Department of Psychology: Dr Tessa Charlesworth, "A word is characterized by the company it keeps": Using word embeddings to uncover social beliefs in child and adult language
January 13, 2020, 2:45 pm to 4:30 pm
Social beliefs are known to be reflected in the language of children and adults. But how can they be quantitatively studied to understand the relative strength of social beliefs across language from different sources (e.g., books vs. speech), different speakers (e.g., children vs. adults), and even different time periods (e.g., 1900 vs. present-day)?
Advances in machine learning (word embeddings) can transform large text corpora into vectors and newly quantify social beliefs in real-world natural language. In this project, we use word embeddings derived from 7 corpora (65+ million words) to provide the first comprehensive test of beliefs about gender in children’s and adults’ language, including speech, TV/movies, and books.

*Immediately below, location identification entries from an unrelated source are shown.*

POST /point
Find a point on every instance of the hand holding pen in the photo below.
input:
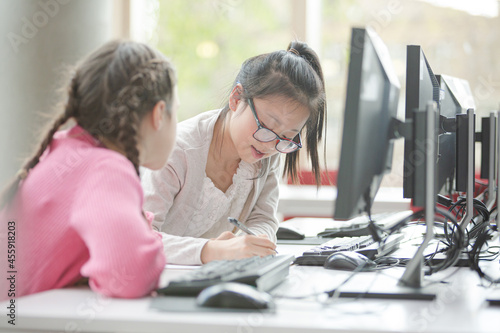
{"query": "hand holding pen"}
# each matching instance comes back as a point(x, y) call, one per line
point(242, 227)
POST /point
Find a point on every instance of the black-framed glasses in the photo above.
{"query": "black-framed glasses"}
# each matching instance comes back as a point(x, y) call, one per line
point(264, 134)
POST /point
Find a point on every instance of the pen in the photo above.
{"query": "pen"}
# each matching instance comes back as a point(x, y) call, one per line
point(242, 227)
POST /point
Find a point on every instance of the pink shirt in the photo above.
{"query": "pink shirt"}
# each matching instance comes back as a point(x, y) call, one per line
point(78, 213)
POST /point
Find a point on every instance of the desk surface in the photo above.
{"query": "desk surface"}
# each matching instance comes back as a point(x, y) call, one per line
point(459, 307)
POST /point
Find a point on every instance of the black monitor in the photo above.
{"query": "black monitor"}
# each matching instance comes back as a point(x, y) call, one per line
point(421, 87)
point(370, 109)
point(450, 105)
point(455, 99)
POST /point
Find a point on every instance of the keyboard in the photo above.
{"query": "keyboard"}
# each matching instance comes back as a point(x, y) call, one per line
point(264, 273)
point(365, 245)
point(358, 226)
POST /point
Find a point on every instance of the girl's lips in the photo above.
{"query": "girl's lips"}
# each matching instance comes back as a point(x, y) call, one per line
point(257, 154)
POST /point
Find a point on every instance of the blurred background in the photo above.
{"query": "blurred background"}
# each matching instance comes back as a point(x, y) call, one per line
point(209, 39)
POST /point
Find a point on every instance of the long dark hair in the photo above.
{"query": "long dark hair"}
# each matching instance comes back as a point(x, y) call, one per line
point(110, 92)
point(296, 74)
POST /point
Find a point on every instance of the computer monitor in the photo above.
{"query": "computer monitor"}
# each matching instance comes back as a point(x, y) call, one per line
point(367, 138)
point(421, 87)
point(451, 104)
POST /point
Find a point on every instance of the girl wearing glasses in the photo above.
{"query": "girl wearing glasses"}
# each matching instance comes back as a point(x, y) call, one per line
point(226, 162)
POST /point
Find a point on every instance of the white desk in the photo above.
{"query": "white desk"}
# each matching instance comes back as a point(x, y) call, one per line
point(459, 308)
point(307, 200)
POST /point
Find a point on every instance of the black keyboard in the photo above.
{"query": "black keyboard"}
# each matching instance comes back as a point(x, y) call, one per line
point(362, 244)
point(264, 273)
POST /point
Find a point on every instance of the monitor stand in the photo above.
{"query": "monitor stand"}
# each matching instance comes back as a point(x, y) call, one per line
point(414, 272)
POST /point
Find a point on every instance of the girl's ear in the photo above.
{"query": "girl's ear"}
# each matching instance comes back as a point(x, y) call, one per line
point(158, 115)
point(235, 97)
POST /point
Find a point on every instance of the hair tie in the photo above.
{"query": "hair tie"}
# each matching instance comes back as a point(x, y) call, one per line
point(22, 174)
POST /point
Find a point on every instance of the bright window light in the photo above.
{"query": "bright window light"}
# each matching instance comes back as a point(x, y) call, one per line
point(487, 8)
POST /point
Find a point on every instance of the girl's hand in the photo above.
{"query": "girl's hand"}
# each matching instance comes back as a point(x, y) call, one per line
point(228, 246)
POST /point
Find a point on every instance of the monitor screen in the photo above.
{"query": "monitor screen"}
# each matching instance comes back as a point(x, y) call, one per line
point(421, 87)
point(370, 107)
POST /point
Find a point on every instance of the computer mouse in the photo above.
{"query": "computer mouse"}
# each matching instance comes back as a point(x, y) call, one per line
point(233, 295)
point(348, 261)
point(289, 232)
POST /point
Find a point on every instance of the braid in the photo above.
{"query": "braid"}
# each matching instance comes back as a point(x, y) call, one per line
point(69, 111)
point(133, 101)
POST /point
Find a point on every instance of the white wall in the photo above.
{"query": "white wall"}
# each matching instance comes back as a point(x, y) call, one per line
point(38, 39)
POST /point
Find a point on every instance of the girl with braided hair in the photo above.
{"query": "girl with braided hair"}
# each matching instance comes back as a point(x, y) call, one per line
point(75, 208)
point(226, 162)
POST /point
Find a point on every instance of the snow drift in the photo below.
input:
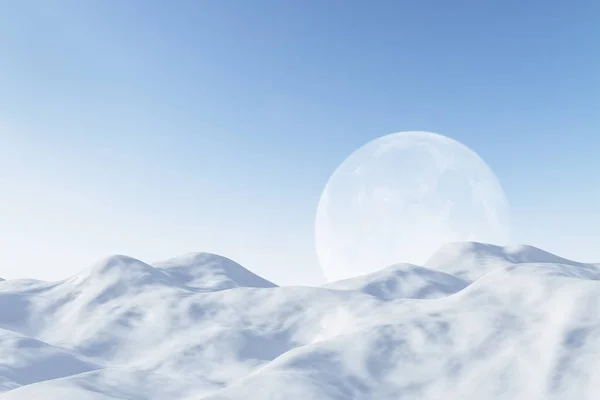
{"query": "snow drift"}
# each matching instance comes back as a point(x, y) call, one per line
point(479, 321)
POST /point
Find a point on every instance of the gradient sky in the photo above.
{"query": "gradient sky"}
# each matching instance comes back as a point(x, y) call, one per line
point(156, 128)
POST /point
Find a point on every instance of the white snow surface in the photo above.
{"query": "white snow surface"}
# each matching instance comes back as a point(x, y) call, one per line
point(479, 322)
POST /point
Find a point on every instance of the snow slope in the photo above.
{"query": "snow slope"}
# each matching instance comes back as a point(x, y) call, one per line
point(516, 323)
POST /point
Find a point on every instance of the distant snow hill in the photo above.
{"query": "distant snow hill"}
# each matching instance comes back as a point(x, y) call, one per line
point(477, 322)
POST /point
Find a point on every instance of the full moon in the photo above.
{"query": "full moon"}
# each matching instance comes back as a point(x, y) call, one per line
point(399, 198)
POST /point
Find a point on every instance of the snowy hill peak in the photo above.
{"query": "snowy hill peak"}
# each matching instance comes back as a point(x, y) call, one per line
point(403, 281)
point(207, 271)
point(119, 268)
point(471, 260)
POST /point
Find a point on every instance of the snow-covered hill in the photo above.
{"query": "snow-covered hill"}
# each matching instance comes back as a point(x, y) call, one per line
point(479, 322)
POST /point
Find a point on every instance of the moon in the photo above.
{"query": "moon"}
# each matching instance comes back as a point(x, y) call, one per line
point(399, 198)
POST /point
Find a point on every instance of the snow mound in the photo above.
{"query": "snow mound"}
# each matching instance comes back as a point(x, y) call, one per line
point(210, 272)
point(24, 360)
point(403, 281)
point(524, 326)
point(471, 260)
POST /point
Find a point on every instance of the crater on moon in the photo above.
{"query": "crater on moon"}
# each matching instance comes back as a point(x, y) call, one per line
point(400, 197)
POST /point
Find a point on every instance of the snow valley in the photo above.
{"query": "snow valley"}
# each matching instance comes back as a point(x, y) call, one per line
point(476, 322)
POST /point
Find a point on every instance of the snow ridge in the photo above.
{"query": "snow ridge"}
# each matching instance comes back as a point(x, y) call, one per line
point(480, 321)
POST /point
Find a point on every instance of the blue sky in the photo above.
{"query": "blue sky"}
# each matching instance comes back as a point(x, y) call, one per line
point(155, 128)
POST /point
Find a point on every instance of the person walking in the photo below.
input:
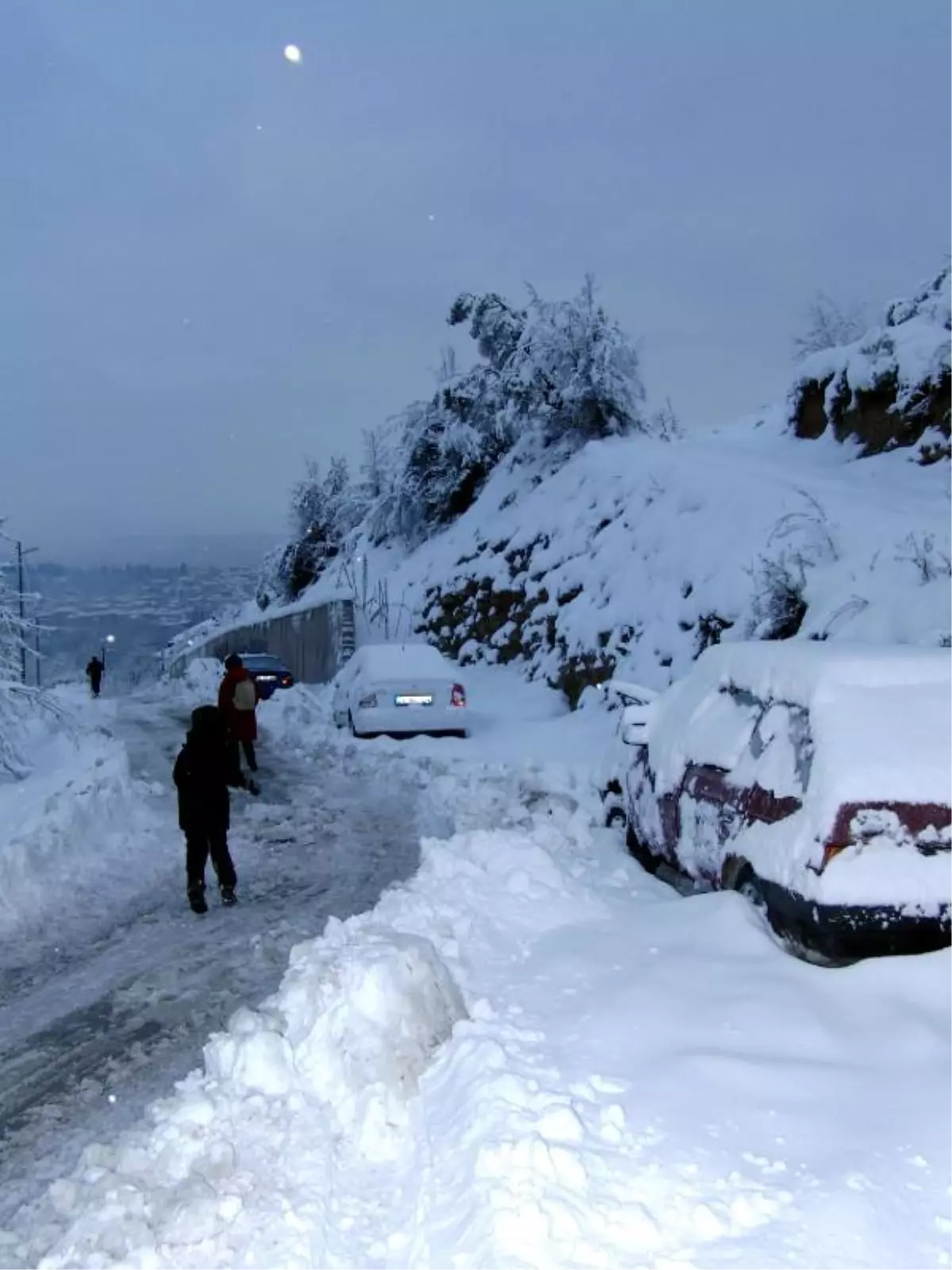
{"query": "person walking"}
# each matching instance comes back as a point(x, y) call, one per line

Gender beliefs associating male/female with well-studied concepts (e.g., work/home, science/arts) were consistently present across corpora. Moreover, gender beliefs associating male/female with 600+ traits and 300+ professions were pervasive, with 71% and 79% of traits/professions showing medium-to-large associations to gender. Descriptive differences by language sources, speaker age, and time period emerged as well.
Together, these results illustrate a novel methodological approach that can promote new theories of whether, when, and to what extent consequential social beliefs emerge in children’s and adult’s real-world linguistic environments.